Any abnormalities in polytubey blocking mechanisms increase the polytubey rate. The most severe polytubey phenotype has been observed when wild-type ovules receive fertilization-defective sperm cells. For example, in homozygous mutants of the HAPLESS2/GENERATIVE CELL SPECIFIC 1, which encodes a crucial fusogenic protein in the sperm cell, around 70% of ovules received a second pollen tube (Mori et al. 2006, Nagahara et al. 2015, Fedry et al. 2017, Zhong et al. 2022a). In polytubey, fertilization failure by the first mutant pollen tube can be recovered by a fertilization-competent wild-type second pollen tube (Beale et al. 2012, Kasahara et al. 2012). Fertilization recovery is initiated only when the pistil is pollinated with more pollen grains than there are ovules, but the fertilization success rate is less efficient than that of normal fertilization (Kasahara et al. 2013, Li et al. 2022a). Nevertheless, fertilization recovery may be widely conserved among flowering plants to maximize fertility because ovules usually produce two synergid cells, and polytubey is observed in a variety of flowering plants.
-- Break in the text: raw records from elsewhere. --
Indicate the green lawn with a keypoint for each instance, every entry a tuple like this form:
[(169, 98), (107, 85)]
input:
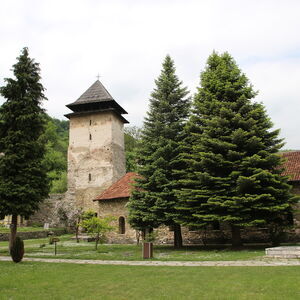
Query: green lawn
[(30, 280), (68, 248)]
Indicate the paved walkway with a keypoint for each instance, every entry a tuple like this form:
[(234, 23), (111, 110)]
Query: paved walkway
[(238, 263)]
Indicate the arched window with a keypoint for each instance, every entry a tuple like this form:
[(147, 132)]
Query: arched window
[(121, 225)]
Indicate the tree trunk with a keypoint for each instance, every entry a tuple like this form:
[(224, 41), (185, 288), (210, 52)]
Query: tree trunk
[(177, 236), (77, 232), (236, 239), (13, 230), (97, 241)]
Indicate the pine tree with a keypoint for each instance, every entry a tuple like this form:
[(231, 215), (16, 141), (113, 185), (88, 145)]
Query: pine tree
[(23, 181), (153, 201), (233, 172)]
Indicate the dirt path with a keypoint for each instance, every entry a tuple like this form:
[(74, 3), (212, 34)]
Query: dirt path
[(238, 263)]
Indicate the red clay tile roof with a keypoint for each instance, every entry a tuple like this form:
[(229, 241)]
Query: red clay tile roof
[(120, 189), (292, 165)]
A class of mutant sperm cells with reduced fertility (e.g. kokopelli and gex2) often induce a single fertilization of either the egg cell or the central cell (Ron et al. 2010, Mori et al. 2014). After a single fertilization, ovules partially maintain persistent synergid activity, and fertilization is recovered by the attraction of a second pollen tube. In this type of fertilization recovery, the embryo and endosperm carry different paternal genomes; normal double fertilization introduces genetically identical paternal genomes from single pollen tubes (Maruyama et al. 2013). The peculiar fertilization producing heterogeneity of the embryo and endosperm is termed heterofertilization and was originally found in a study of maize (Sprague 1929, 1932), which found that heterofertilization rates can be increased by dual pollination using special pollen-carrying chemically induced single sperm cells or pollen from haploid inducer lines; this is consistent with findings on heterofertilization in Arabidopsis thaliana (Kato 2001, Tian et al. 2018).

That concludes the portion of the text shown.